I have a large zip file that contains 1 file inside. I want to unzip that file to a given directory for further processing and used this code:
def unzip(zipfile: ZipFile, filename: str, dest: str):
ZipFile.extract(zipfile, filename, dest)
This function is called using:
with ZipFile(file_path, "r") as zip_source:
unzip(zip_source, zip_source.infolist()[0], extract_path) # extract path is correctly defined earlier in the code
It seems like unzipping a large file takes a long time (file size > 500 Mb) and I would like to optimize this solution.
All the optimizations I found were multiprocessing based in order to make the extraction of multiple files faster, however, my zip contains only a single file so multiprocessing doesn't seem to be the answer.
You cannot parallelize the decompression of a zip file with 1 file inside as long are the file is actually compressed using the usual decompression algorithms LZ77/LZW/LZSS. These algorithm are intrinsically sequential.

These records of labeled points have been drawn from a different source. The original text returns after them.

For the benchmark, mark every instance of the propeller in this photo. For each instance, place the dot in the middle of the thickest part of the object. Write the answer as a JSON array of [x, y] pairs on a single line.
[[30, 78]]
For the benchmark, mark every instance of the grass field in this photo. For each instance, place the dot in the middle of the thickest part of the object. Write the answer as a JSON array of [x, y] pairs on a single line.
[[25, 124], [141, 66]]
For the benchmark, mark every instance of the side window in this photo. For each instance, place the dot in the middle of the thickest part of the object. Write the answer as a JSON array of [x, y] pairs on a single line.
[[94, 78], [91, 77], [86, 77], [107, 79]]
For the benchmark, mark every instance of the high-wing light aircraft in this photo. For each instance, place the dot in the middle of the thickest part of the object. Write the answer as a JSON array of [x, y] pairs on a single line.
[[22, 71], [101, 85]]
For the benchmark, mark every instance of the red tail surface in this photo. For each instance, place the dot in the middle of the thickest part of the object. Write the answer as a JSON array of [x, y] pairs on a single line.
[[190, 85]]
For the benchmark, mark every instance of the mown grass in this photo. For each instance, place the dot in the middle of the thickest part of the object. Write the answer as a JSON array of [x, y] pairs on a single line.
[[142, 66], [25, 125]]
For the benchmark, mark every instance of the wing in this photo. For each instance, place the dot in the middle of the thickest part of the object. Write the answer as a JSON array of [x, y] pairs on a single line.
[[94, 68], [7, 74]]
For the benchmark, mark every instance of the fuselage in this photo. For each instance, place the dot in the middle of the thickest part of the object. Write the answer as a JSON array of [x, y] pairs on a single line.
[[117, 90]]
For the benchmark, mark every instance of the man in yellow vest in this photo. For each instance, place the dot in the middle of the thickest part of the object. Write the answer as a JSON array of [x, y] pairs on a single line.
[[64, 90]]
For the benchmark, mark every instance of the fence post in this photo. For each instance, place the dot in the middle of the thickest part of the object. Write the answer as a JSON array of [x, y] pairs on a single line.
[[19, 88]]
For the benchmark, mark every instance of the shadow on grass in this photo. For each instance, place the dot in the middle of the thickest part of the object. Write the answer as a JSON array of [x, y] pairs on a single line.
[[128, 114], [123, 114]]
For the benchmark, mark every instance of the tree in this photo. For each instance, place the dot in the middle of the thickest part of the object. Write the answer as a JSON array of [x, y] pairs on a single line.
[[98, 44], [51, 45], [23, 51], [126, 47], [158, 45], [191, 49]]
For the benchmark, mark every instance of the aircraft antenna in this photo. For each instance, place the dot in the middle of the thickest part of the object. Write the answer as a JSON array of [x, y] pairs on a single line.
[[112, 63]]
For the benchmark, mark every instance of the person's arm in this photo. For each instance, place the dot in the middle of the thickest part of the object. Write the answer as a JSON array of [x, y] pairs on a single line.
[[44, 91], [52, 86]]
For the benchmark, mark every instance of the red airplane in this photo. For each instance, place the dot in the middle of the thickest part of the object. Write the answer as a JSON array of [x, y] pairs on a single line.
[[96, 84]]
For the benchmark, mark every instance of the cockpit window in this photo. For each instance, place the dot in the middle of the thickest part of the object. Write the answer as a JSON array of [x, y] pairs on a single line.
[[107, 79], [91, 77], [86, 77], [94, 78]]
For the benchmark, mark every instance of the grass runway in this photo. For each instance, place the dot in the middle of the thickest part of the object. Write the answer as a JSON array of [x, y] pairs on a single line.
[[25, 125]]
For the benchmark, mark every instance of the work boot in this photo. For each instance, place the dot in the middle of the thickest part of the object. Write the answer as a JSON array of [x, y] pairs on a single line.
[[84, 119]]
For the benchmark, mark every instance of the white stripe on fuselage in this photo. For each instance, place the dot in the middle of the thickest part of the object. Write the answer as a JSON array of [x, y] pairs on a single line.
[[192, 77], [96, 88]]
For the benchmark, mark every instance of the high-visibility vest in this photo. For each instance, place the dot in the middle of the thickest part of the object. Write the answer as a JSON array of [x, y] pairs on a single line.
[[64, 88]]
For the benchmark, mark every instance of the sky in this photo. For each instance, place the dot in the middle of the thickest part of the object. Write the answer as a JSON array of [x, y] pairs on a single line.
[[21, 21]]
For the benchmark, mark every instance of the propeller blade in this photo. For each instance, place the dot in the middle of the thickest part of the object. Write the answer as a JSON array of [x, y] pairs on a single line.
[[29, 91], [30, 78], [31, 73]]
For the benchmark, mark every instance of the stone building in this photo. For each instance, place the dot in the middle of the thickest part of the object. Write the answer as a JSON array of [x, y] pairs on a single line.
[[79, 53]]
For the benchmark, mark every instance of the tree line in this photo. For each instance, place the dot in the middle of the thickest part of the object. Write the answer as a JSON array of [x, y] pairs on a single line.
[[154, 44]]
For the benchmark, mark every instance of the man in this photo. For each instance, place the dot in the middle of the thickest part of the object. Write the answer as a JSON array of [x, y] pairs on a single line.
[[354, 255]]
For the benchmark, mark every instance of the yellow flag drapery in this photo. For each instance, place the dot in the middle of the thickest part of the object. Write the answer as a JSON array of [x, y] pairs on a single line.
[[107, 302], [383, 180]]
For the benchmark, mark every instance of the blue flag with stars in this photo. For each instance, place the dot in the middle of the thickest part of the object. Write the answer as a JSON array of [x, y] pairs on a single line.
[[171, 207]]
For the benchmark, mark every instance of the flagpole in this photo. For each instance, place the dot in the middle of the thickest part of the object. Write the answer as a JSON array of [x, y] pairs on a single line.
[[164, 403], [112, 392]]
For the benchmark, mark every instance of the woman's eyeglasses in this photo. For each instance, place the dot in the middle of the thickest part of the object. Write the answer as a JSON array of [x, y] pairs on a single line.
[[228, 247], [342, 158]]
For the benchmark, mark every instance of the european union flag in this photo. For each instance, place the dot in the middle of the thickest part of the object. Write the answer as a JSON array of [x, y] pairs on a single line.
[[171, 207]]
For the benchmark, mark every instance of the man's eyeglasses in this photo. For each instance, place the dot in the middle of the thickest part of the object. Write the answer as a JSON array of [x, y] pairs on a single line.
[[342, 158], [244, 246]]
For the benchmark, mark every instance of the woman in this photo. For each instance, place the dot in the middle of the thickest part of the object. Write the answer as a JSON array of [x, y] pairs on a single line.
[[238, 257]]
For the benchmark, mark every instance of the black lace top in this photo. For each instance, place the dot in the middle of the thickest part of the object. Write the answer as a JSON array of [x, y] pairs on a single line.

Moreover these decompression methods are known to be slow (often much slower than reading the file from a storage device). This is mainly because of the algorithm themselves: their complexity and the fact that most mainstream processors cannot speed the computation up by a large margin.
Thus, there is no way to decompress the file faster, although you might find a slightly faster implementation by using another library.